記憶-2
「誰だ!!!」
目を開けた途端、視野に飛び込んできたのは、振り下ろされようとしていたナックル。
寸でのところでかわして、とっさに腕を伸ばし、相手の襟を掴んだ。
力任せに引きづり倒し、入れ替わるように身をひるがえす。
素早く回り込んで、背後をとり、相手の喉に腕を差し込んだ。
「誰だ、お前?」
羽交い締めにしながら、腕で喉を締めつけた。
脳裏にあったのは、コトリを狙う正体不明の謎の男の顔。
だが、目の前にいたのは……。
えっ?女の子?
艶やかな黒髪。
鼻に飛び込んでくる甘い匂い。
ちょっとでも力を入れたら、すぐにでも折れてしまいそうな細い首。
思わず、腕の力を弛めていた。
「くっ……離せ、このヤロー!」
途端に暴れ出す小柄な身体。
えーと、あなた、誰ですか?……。
うわっ!そんなに暴れないで……。
どこかで、見たことがある。
誰だっけ?
「は、放せ!この馬鹿ヤロー!!」
地団駄を踏むように、足をバタバタ。
女の子は、逃れようと必至。
「ちょっと落ちつけって……。
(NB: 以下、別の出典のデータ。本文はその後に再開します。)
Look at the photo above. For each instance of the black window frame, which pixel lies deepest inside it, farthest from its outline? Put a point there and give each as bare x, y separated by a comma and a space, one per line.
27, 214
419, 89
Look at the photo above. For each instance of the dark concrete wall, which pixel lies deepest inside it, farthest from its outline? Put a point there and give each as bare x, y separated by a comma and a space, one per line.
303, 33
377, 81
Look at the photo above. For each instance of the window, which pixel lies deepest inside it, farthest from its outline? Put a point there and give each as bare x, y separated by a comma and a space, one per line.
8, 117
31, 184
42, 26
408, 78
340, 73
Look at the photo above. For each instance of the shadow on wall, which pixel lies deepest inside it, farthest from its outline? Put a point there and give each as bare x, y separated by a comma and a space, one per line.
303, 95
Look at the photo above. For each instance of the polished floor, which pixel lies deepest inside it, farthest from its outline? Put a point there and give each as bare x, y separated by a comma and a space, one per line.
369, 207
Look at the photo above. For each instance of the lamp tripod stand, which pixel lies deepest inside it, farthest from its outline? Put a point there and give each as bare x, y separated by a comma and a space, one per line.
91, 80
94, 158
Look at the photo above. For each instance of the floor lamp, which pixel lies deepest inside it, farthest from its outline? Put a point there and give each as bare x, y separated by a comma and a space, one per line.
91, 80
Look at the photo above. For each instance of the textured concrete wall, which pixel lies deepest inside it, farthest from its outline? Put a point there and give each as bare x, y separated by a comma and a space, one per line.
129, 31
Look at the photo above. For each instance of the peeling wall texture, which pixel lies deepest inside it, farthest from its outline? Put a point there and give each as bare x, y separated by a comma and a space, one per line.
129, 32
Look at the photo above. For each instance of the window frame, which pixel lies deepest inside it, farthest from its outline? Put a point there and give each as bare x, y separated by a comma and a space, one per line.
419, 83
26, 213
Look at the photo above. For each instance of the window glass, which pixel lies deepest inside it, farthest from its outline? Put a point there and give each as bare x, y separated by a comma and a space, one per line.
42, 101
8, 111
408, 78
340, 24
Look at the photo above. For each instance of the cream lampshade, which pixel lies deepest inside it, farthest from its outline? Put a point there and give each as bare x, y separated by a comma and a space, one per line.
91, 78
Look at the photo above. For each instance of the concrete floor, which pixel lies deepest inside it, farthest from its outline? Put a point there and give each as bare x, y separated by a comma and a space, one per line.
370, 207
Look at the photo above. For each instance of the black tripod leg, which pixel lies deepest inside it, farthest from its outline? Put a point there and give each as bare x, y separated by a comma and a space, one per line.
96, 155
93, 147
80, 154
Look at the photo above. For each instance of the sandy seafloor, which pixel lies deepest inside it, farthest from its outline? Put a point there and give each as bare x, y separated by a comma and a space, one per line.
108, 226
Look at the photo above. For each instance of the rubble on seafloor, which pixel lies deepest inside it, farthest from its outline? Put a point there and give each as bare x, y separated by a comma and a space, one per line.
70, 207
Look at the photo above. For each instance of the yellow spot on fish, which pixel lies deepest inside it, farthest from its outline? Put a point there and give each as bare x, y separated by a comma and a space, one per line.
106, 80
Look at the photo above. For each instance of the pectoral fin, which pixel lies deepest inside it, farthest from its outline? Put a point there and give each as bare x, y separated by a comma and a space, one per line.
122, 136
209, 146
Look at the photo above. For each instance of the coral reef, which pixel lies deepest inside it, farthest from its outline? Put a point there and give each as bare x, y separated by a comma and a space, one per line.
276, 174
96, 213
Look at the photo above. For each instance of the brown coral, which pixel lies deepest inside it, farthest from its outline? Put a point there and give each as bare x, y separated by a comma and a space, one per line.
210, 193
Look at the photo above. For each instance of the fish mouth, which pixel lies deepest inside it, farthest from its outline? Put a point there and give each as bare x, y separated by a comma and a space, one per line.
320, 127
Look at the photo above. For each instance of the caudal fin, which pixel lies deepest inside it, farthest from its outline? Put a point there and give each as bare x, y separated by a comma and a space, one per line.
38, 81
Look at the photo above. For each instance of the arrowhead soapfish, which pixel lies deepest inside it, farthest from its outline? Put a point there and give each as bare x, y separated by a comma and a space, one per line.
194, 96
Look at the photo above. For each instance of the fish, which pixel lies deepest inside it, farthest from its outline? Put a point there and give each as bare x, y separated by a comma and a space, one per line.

」
話なんか聞いちゃいない。
「放せ!ヘンタイ!!この、痴漢ヤロー!!」
あらま、大変な言われよう。
もう、しょうがねえな……。
手首を掴んで、身体を回し、床に押し倒した。
素早く腹の上に跨り、マウントポジションに。
「やめろ!!馬鹿ヤロー!!変なことしたら承知しねえぞ!!!」
乱暴されると思ったのか、女の子が、顔色を変える。
襲わねえって……。
「誰か!!……ウウゥッ!!……」
少し黙ってなさい……。
細い手首をまとめて片手で床に押さえつけ、もう片方の手で口をふさぐ。
女の子は、目を見開き、必死の形相であがきつづけている。
あんまり、うるさくすると、鼻もふさぐよ……。
口を覆った手のひらで、顔は上半分しかわからない。
でも、見覚えのある目元。
うっすらと化粧をした、幼さの残る顔。
どこかで見た。
それもつい最近。
どこだっけ?
オレの母校のセーラー服。
改造したスカートは、超短い。
暴れて、裾がめくれ上がり、大人びたパンティが、はっきりと露わになっている。
健康そうに素直に伸びた白い素足が、目にまぶしかった。
あら、いい眺め。
「誰だ、お前?」
顔を近づけ、凄みを効かせて睨みつけた。
汚らしいものを見たくないように、目を背ける。
お前、ほんとにイタズラするぞ。
気の強そうな顔。
瞳の中で燃えさかっているは、憎しみの炎。
あのね、中学生に恨まれる覚えは、ないんですけど……。
うん?中学生?
………………。
あっ!思い出した!!
お前は!
「タァァーカァー……。」
その時、背後から聞こえた、地獄の底から湧き出るような声。
あら?
恐る恐る、振り返った。
うわっ!こっちは、もっと、すごい炎が燃えさかってますけど……。
「違う!違う!これは……」
言い訳できないシチュエーション。
ちょっと待った!
カバン下ろすな!
構えんな!
おわっ!!!
右の回し蹴りを、かろうじてダッキング。
と、思ったら……。
ごすっ!
あら?……なんで左から……交差蹴りか?……いつの間にそんな高等技術を?
あ……教えたの……オレだ……。